Mesoamerican languages at UB
The Mesoamerican linguistic and cultural area stretches from the Valley of Mexico in the North to the northern Honduran border on the Caribbean coast and well into Costa Rica on the Pacific Coast. The Mesoamerican languages comprise five unrelated families: Otomanguean; Aztecan (a branch of the larger Uto-Aztecan language family); Totonacan; Mixe-Zoquean; and Mayan. A number of further Mesoamerican languages are isolates or of uncertain genealogical grouping. The Mesoamerican languages have long been recognized as forming a sprachbund or linguistic area. Many millennia of intensive contact have changed the members of the various unrelated language families so as to enhance their compatibility in formal and semantic categories.
UB Linguistics students and faculty have and continue to be engaged in field research projects on five indigenous languages of Mexico: Ayutla Mixe (R.Romero), Juchitán Zapotec and San Lucas Quiaviní Zapotec (G. Pérez-Báez),Yucatec Maya (J. Bohnemeyer), and Seri (C. O'Meara). The first four are Mesoamerican, while Seri is spoken to the North of the Mesoamerican area, and it is a question of ongoing research whether it shares some of the Mesoamericanareal traits.
Joshua Benn has been studying Zapotec (Otomanguean) languages spoken in and around the Isthmus of Tehuantepec region of Oaxaca, Mexico, since 2013. Work for his thesis focuses on the phonology and verbal morphology of the Zapotec spoken in the municipality of Santa MarĂa Guienagati, where he has also contributed to efforts towards the revitalization of that language. Additionally, Benn is interested in the internal classification of the languages that constitute the Central branch of the Zapotec family.
Dr. Jürgen Bohnemeyer has conducted field work on Yucatec Maya since 1991. Yucatec is the largest member of the Yucatecan branch of the Mayan language family. It is spoken by approximately 760,000 people in the Mexican states of Campeche, Quintana Roo, and Yucatán, and approximately 5,000 in the Cayo District of Belize (Ethnologue 2005). Yucatec is the language whose autodenomination, Maya, has been adapted by scholars to name the Mayan language family. Dr. Bohnemeyer has worked extensively on the expression of spatial, temporal, and causal relations and on argument structure and lexical aspect in Yucatec.

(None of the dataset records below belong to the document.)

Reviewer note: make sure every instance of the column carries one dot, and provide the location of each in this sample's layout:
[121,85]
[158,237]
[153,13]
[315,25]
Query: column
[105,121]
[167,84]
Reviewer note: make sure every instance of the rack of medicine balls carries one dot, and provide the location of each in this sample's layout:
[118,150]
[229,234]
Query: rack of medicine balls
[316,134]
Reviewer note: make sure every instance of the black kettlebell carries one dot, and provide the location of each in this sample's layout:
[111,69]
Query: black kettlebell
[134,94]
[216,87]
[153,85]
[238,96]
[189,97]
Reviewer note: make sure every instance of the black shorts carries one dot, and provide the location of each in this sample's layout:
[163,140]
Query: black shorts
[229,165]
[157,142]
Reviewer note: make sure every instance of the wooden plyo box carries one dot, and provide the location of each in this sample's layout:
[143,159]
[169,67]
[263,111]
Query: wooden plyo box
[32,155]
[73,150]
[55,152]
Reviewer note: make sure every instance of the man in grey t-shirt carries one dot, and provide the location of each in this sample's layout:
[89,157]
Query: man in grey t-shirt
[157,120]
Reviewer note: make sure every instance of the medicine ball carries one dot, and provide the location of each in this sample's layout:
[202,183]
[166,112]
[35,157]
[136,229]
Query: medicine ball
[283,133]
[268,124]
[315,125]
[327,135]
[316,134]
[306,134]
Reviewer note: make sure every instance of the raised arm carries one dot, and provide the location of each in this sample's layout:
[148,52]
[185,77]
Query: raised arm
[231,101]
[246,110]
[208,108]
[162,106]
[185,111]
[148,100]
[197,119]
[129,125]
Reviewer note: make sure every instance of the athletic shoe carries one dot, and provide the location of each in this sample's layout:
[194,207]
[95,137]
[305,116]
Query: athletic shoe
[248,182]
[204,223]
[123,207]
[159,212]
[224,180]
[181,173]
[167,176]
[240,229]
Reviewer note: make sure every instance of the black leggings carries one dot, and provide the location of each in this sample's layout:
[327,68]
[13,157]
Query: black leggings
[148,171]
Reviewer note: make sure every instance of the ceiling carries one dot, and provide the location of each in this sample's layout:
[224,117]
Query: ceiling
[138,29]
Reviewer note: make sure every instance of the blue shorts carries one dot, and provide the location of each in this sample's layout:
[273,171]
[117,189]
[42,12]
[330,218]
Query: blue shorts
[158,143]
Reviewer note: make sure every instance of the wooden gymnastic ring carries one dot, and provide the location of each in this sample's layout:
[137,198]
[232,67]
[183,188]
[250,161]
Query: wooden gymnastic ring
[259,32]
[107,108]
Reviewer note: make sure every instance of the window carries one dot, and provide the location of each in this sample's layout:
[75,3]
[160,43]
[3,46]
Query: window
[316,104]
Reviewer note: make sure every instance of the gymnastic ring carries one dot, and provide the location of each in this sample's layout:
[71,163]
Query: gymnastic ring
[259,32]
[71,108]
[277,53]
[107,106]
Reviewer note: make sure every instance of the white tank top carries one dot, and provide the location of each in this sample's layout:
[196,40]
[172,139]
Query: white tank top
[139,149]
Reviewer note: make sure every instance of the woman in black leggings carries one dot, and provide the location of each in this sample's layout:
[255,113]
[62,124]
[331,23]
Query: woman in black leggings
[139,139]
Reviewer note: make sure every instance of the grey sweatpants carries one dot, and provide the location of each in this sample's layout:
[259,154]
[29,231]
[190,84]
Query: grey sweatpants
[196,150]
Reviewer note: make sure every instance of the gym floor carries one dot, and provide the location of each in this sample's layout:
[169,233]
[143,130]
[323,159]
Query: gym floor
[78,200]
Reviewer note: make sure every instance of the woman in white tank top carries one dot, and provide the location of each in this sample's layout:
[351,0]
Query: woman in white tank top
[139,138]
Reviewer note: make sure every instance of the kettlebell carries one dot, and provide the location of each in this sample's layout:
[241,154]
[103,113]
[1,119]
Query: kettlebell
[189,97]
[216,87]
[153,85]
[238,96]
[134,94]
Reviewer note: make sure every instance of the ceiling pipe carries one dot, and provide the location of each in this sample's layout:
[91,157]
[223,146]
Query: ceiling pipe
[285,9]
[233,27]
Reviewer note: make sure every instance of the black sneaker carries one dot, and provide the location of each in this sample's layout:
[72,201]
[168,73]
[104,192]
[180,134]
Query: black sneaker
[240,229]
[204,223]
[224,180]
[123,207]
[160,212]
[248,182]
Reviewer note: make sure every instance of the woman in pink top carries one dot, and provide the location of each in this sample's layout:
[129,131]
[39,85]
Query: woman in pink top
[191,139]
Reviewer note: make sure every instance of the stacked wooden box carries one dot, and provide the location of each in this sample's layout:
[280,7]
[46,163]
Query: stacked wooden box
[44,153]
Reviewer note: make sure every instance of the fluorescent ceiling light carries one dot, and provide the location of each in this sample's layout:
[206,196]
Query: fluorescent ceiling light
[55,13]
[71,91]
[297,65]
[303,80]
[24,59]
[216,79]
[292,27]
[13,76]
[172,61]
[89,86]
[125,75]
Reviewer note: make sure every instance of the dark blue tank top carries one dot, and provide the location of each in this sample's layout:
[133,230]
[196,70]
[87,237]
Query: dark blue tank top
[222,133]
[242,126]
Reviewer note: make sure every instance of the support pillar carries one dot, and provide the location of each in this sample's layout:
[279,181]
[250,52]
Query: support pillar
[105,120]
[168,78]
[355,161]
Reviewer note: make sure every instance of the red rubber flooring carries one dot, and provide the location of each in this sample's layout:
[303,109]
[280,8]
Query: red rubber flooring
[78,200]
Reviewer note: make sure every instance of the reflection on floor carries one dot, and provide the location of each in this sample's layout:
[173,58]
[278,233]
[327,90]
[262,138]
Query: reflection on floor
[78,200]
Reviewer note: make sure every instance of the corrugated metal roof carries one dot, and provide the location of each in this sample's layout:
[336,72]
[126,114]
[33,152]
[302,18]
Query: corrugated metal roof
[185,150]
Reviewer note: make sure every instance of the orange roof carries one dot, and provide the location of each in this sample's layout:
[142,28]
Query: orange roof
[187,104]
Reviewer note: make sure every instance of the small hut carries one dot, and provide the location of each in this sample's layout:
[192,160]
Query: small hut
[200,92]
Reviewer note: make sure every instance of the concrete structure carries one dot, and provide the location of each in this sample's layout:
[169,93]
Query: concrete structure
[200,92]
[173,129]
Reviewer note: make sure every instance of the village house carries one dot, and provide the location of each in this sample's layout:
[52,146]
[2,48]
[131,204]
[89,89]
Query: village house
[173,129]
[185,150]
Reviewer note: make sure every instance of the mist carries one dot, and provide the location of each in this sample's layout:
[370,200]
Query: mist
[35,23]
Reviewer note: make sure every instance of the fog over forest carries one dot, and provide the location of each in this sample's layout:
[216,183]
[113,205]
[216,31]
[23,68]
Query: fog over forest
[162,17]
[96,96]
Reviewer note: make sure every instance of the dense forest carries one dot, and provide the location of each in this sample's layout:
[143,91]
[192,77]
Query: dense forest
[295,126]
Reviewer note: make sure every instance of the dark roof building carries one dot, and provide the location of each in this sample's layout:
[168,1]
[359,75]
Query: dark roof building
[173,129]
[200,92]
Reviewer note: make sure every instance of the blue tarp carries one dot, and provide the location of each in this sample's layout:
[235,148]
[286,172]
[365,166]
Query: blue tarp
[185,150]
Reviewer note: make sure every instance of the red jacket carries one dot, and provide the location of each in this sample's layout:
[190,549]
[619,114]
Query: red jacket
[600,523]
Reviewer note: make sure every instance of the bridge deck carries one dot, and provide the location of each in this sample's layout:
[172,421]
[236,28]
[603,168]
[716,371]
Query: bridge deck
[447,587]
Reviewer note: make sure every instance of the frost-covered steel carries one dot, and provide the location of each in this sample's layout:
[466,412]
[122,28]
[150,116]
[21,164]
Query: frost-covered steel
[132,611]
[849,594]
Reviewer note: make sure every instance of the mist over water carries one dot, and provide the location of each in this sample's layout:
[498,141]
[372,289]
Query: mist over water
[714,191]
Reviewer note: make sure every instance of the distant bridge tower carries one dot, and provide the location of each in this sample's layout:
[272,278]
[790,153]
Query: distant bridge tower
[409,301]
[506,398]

Carolyn O'Meara, a recent graduate of the Ph.D. program in Linguistics at UB, has been conducting fieldwork on the Seri language since the summer of 2004. The Seri people live in the state of Sonora, Mexico in two small coastal villages along the Sea of Cortez. The Seri language is an isolate which has been associated with the Hokan stock, although this classification is questionable (see Marlett 2001). O'Meara's current research focuses on spatial representation in Seri and the way Seri people conceptualize and talk about the landscape they inhabit.
Gabriela Pérez Báez holds a Ph.D. in Linguistics from the University at Buffalo and is currently Curator of Linguistics at the Smithsonian Institution's National Museum of Natural History. Dr. Pérez Báez has conducted research on Zapotec languages since 2002, studying factors of language maintenance and endangerment, analyzing spatial semantics and conducting language documentation with a focus on lexicography. Zapotec languages are mostly spoken in the southwestern Mexican state of Oaxaca, and present rich dialectal variation and as a result, constitute a challenge in terms of language vitality evaluation, documentation and standardization.

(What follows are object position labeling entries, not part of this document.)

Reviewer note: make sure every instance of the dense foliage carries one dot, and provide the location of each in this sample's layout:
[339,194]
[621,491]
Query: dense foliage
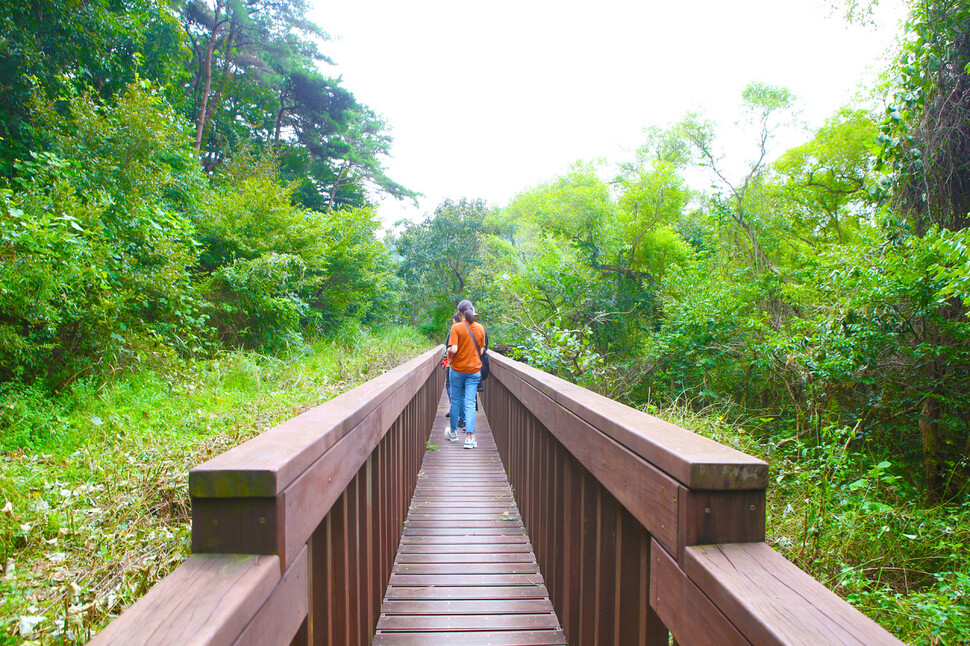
[177,178]
[819,294]
[97,511]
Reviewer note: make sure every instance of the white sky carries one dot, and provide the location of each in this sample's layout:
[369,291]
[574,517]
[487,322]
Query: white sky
[488,99]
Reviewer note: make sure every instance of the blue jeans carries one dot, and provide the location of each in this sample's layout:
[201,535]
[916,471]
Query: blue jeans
[464,391]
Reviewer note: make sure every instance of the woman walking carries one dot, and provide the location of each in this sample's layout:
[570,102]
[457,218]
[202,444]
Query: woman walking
[465,345]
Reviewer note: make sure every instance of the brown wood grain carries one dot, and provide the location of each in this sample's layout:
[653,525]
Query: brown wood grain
[684,609]
[773,602]
[695,461]
[280,617]
[208,599]
[649,494]
[466,568]
[485,638]
[268,463]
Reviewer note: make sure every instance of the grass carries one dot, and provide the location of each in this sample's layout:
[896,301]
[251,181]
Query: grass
[851,520]
[95,510]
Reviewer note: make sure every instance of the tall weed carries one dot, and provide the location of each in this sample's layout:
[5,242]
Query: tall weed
[95,506]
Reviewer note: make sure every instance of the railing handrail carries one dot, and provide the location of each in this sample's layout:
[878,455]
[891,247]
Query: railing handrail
[694,461]
[700,507]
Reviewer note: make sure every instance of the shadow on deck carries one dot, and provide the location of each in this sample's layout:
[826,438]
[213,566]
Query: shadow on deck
[465,571]
[642,531]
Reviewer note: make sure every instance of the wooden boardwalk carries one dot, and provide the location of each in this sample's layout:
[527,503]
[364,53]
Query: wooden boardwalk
[465,571]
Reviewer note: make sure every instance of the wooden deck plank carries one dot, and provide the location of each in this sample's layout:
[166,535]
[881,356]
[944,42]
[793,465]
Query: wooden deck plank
[465,572]
[503,638]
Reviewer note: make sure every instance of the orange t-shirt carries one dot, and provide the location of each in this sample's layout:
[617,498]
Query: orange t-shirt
[466,359]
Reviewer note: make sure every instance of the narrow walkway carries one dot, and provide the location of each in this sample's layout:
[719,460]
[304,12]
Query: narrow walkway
[465,572]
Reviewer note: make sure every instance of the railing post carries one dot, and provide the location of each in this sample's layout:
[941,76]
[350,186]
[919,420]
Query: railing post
[640,526]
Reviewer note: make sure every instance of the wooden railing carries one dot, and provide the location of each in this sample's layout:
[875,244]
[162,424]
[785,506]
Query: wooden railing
[641,527]
[294,532]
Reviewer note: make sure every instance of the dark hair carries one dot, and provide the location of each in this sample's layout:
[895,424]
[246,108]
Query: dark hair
[467,310]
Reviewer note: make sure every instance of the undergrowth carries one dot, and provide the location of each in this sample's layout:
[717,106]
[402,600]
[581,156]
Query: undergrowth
[95,507]
[853,522]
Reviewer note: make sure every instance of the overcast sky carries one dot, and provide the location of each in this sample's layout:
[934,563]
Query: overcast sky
[487,99]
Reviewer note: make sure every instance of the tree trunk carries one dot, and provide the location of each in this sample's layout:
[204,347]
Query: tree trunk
[933,463]
[204,106]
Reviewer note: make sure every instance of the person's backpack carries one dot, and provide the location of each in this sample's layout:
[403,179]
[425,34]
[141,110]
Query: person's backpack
[482,355]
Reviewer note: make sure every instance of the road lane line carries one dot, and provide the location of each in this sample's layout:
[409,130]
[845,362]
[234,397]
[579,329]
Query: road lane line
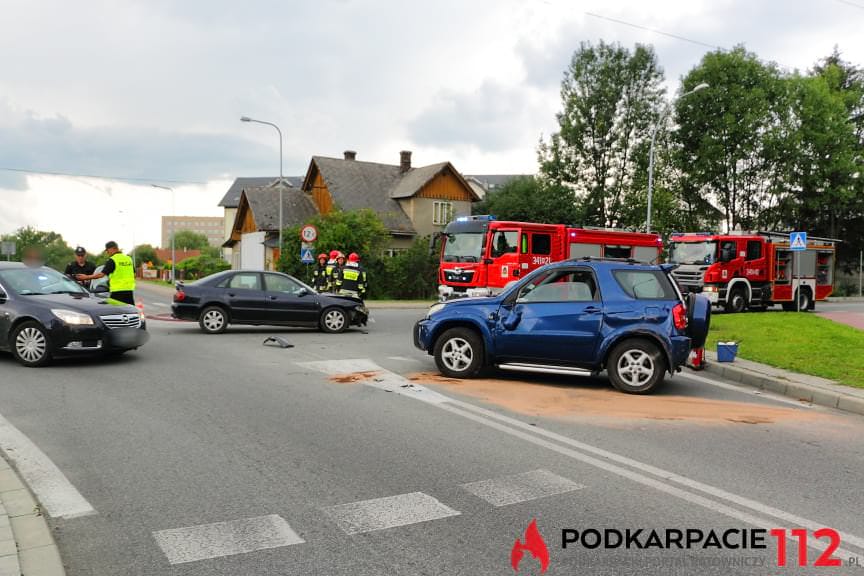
[194,543]
[533,434]
[517,488]
[57,496]
[388,512]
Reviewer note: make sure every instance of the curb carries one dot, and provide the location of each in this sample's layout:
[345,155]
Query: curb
[815,391]
[27,547]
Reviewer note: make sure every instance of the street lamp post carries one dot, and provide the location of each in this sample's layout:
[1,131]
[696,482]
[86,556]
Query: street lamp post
[701,86]
[281,180]
[173,231]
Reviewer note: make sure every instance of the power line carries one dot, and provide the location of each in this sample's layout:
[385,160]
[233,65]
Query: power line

Rodrigo Romero, another graduate of the Ph.D. program in Linguistics at UB, has conducted research on South Highlands Mixe (Ayutla Mixe) since 2003. South Highlands Mixe is one of the four languages from the Mixe branch of the Mixe-Zoque family, spoken in the state of Oaxaca, Mexico. Romero has focused on the more endangered Ayutla dialect. Part of Romero's fieldwork has been dedicated to documenting the language, collecting folk tales and stories, as well as oral history narratives about the community. He is also working on the description of the grammar and lexicon of the language. Romero has done semantic research on distributives, temporality and spatial representation in Mixe.
Ashlee Shinn is currently in the Ph.D. program in Linguistics at UB, and has just begun field work on Yucatec. Shinn's current research focuses on spatial semantics in Mesoamerican languages- specifically the relationship between the encoding of shape and visual cognition.